Он снял куртку и верхнюю рубашку. Остался в одной нижней — фланелевой без рукавов. Его обнаженные, коричневые до локтя руки, выше были белые как кипень. Пучок седых волос, которыми густо поросла его грудь, выбился из выреза рубашки. Он снял и каскетку и повесил все на один из гвоздей, вбитых в дверь. Затем взял белый фартук, уже не первой свежести, встряхнул его и повязал вокруг пояса. Мать тоже надела передник. Гиймену, голому по пояс, отец дал мешок и веревку.

— Держите, — сказал он, — сойдет за фартук.

Он велел ему подвязаться веревкой, как поясом, предварительно перекинув через нее мешок.

— Если ты затопишь печь уже сейчас, тесто может перекиснуть, — заметила мать.

— Нет, — ответил он, — сегодня ночь, верно, будет прохладная, мы отворим дверь.

Гиймен носил дрова, а отец занялся топкой. Мать подавала ему поленья, он укладывал их на решетку так, чтобы не мешать тяге. Гиймен внимательно следил за всеми его движениями.

— Для своего возраста вы еще о-го-го какой, — заметил он.

Отец, не оборачиваясь, ответил:

— Все дело в привычке. Кто этим делом долго занимался, у того привычка останется, даже если несколько лет пройдет.

— И все-таки тяжело, дайте лучше мне.

— Дам, дам. Я только хотел тебе показать, — сказал отец.

Мать увидела, что Гиймен улыбается.

— Ты сказал Гиймену «ты», — заметила она.

Отец обернулся.

— Опять же это привычка. Я всегда говорил «ты» своим подручным.

— Но он же не подручный, — возразила мать.

— Все равно что подручный, — сказал отец, тоже улыбнувшись.

— Пожалуйста, — сказал Гиймен, — это же вполне понятно.

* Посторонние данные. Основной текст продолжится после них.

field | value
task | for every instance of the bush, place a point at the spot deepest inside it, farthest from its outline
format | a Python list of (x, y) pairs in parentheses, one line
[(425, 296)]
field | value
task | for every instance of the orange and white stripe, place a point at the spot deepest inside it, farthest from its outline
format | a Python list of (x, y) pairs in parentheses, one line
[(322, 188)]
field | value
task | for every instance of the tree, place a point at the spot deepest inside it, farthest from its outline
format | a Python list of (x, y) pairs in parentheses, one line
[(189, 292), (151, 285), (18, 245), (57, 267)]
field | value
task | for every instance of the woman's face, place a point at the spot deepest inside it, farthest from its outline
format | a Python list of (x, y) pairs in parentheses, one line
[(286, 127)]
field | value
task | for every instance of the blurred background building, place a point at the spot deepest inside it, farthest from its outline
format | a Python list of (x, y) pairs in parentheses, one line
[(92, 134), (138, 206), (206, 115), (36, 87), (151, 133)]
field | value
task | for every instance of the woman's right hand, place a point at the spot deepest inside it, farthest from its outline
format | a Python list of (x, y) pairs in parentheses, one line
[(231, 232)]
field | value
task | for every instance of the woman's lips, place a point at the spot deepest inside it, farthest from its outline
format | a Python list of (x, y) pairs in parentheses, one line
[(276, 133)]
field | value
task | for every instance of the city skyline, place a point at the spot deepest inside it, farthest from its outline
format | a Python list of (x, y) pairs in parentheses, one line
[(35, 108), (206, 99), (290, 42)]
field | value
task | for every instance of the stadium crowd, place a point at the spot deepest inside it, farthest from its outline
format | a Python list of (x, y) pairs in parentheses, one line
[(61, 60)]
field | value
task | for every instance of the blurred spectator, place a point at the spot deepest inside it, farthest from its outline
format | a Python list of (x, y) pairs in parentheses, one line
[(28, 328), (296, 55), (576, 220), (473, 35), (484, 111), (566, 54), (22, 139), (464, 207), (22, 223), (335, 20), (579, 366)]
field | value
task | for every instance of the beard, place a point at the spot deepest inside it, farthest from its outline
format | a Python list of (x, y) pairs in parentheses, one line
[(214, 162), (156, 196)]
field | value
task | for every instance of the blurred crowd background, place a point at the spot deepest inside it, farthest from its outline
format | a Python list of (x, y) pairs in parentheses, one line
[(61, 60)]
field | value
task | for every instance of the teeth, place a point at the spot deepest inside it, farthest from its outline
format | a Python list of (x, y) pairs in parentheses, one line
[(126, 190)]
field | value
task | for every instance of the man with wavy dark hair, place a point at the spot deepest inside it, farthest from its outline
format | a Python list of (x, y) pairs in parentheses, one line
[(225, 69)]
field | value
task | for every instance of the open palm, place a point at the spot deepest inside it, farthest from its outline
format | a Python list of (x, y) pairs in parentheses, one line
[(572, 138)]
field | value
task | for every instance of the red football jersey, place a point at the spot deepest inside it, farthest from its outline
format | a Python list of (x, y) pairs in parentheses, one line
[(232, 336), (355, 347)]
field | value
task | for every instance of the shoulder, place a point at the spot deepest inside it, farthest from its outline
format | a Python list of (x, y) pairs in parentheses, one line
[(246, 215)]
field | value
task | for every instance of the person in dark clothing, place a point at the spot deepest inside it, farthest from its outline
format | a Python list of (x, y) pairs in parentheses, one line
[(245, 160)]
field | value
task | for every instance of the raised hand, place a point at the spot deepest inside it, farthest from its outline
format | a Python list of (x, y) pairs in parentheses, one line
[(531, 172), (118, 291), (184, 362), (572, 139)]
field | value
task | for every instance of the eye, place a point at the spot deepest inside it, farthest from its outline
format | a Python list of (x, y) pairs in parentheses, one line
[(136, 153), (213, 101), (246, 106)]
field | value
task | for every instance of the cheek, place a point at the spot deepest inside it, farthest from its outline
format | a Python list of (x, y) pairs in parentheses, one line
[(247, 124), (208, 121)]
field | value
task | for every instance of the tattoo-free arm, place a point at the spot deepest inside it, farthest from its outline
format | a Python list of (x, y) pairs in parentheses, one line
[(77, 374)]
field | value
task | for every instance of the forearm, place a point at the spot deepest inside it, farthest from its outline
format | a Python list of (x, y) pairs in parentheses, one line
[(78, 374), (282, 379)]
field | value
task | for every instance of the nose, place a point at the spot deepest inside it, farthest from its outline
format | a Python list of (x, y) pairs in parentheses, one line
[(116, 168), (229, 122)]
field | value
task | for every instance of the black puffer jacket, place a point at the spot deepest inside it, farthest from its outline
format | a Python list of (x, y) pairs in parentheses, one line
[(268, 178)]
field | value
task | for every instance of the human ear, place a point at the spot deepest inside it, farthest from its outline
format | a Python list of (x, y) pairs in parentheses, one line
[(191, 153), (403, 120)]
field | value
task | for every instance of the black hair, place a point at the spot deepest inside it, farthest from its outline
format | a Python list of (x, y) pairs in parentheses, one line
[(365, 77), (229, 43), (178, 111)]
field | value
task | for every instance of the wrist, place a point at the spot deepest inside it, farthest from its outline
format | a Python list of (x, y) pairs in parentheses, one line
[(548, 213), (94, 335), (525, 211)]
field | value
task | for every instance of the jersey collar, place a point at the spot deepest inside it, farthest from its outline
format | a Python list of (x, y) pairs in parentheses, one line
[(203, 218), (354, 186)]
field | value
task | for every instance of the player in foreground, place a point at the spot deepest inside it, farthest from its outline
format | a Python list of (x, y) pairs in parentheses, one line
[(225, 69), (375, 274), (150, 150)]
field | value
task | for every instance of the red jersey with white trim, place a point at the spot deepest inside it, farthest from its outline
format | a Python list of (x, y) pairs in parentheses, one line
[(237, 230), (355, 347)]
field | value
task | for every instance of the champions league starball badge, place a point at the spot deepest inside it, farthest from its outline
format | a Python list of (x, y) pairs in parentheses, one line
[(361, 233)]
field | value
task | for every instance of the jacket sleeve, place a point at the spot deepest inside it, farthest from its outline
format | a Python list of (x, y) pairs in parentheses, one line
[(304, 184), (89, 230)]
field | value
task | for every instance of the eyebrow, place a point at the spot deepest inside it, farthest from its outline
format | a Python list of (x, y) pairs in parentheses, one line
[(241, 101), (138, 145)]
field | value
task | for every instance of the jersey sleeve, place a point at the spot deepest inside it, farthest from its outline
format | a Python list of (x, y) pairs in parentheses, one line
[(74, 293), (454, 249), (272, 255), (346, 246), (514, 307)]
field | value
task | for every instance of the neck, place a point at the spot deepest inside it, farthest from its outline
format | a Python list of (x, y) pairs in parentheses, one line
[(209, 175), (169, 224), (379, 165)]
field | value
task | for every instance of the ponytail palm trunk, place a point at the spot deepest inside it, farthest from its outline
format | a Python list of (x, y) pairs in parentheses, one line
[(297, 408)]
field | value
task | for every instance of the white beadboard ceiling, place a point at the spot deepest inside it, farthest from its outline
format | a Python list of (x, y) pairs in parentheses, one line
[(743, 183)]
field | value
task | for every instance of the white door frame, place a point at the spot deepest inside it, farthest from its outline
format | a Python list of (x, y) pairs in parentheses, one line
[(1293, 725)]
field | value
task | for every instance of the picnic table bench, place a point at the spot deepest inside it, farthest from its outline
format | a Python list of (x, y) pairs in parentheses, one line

Отец вытащил из кармана зажигалку, потер колесико о ладонь, поджег газету и сунул ее под поленья. Пламя пробралось между кругляками, лизало кору. Вот оно притихло в нерешительности, снизилось, поползло вдоль решетки, потом вдруг метнулось вверх, зашипело.

Теперь оранжевые отсветы озаряли кирпичи, дрова трещали веселей; вскоре струя огня расширилась и осветила во всю ширину низкую и глубокую печь. Отец закрыл заслон, шипение и треск стали глуше.

— Ну, сейчас дело пойдет, — сказал он.

Мать, все время следившая, за отцом, не узнавала его. На лысине выступили капли пота, глаза блестели; казалось, он улыбается каждой своей морщинкой.

Отец взял пакет с дрожжами и теперь крошил их над тестомесилкой. Он с удовольствием втягивал кислый дрожжевой дух. Мать наклонилась над тестомесилкой, чтобы тоже вдохнуть этот запах. Они переглянулись. Отец улыбнулся. Она тоже улыбнулась, потом отвела глаза в сторону.

Мать принесла воду, а отец тем временем объяснил Гиймену, как взяться за мешок, разорвать бечевку и высыпать муку в тестомесилку. Затем на доске рубильника затрещали голубые искры, отец крякнул, помогая ремню сделать первый оборот, мотор загудел, и тестомесилка пошла вращаться.

К глухому ворчанию огня прибавились удары металлической лопасти, смешивающей муку с водой, гудение мотора, равномерное хлопанье ремня и дрожание оконных стекол.

Ночь ожила.

Мать стояла, прислонясь к стене, и обводила взглядом пекарню. Все было на месте: и полки, на которых подходит хлеб, и деревянные лопаты с длинными черенками, висевшие под потолком, и куча сложенных вдвое пустых мешков в углу, и большая тушилка из толя, и валек, по которому двигается черенок лопаты, когда сажают в печь или вынимают оттуда хлебы.